人を動かす質問力 (角川oneテーマ21 C 171)

人を動かす質問力 (角川oneテーマ21 C 171)

  • 上司の2つの責任とは?


?部下に生活かつ迅速に仕事をさせる。
?部下を育てる。


会社は営利を目的としていますから、なるべく多くの売り上げを上げ、経費を節減することを目指します。そこでは、すべての社員が正確かつ迅速に仕事をすることを求められます。
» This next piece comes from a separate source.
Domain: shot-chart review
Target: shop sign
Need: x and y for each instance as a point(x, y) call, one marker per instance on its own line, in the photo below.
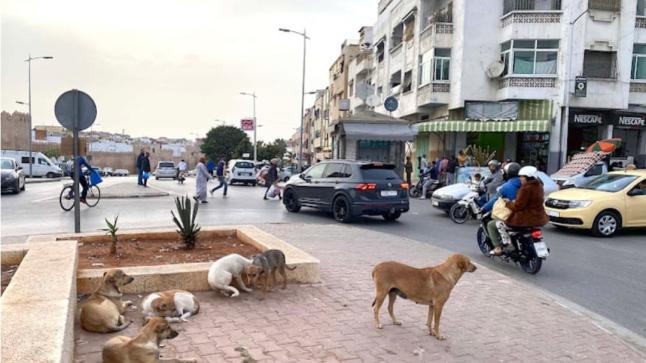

上司は、複数の部下を統率する者として、自分の部下に正確かつ迅速に仕事をさせることを要請されます。


では、正確かつ迅速に仕事をさせるには、何が必要でしょうか。


それは、部下が自分が行うべき業務を正確に認識することです。上司は、部下が行うべき業務を正確に認識するように的確に指示を出します。場合によっては詳しく説明します。それによって部下が正確に業務を認識することも多いでしょう。しかし、部下が正確に認識したかどうかはどうやって判断するのでしょうか。その業務の根底にある考え方まで把握しているでしょうか。それがわかっていないと、予想外の事態が起こったときに対処できないのではないでしょうか。私も部下を持つ者として、このような不安を持つことがあります。


この点を解決するのが質問です。上司が部下に対し、指示命令をする代わりに質問をするのです。質問をすると、部下が自分で考えて自分で答えを出します。その答えを聞くと、本人が本当に理解しているかどうかがわかります。


「○○したらどうする?」
「○○と○○だったら、どちらを選ぶ?」


というように想定される事態を質問し、考えさせ、答えさせます。しかし、多くの上司は、このようなことはせず、指示命令をします。それは、時間がもったいないからです。指示命令で素早く済ませた方が合理的だと思っているからです。しかし、本当にそうでしょうか。簡単な事務作業だったら、考え方も何もありませんから、指示命令でよいでしょう。しかし、取引相手がある仕事だったり、現場で対応が必要な仕事だったりする場合、十分な理解をしないまま仕事をしていると、思わぬミスを犯す可能性があります。また、いちいち上司の指示を仰ぐために連絡と相談が必要となるかもしれません。結局はその方が時間の無駄ではないでしょうか。